Exactly what you need!

lucasbradstreet17:12:52

It’ll be great when you implement new features

greywolve17:12:00

for sure, we'd like to not have a repeat of the past, haha

greywolve19:12:35

@lucasbradstreet, question, do you know what the pros and cons are of doing the onyx-metrics approach, of summing and doing percentiles etc within the app, and then just sending these to something to plot them, versus not doing any calculations inside the app, but rather sending them directly to something like statsd to do the summing / percentiles etc, for you? i'm just wondering where one would be better than the other.

lucasbradstreet19:12:52

for high throughput work, we’d never be able to send that many events without a hit

lucasbradstreet19:12:12

so we really have no choice but to coallesce them in the app

lucasbradstreet19:12:19

I think for the current work you’re doing, you could probably send all the events and not take too much of a hit

lucasbradstreet19:12:55

For StatsD, are you guys going to initially do what we do and transform the events that the main metrics lifecycle puts on the channel, and send them out?

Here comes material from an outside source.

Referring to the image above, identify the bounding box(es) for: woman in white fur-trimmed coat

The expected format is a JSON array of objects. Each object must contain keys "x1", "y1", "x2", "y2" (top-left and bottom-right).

As in here: https://github.com/onyx-platform/onyx-metrics/blob/0.8.x/src/onyx/lifecycle/metrics/riemann.clj

lucasbradstreet19:12:01

@greywolve: back to the first point, we’re processing on the order of 3M segments a second on some of our benchmark tests, where it would be pretty costly to send that order of events to riemann

lucasbradstreet19:12:58

sending out a whole event via TCP, versus adding one new measurement to an interval-metrics reservoir are very different orders of cost

greywolve19:12:53

ahhh that makes sense simple_smile

michaeldrogalis23:12:31

Automated transfer of data across storage mediums through Onyx. Removes the grunt work.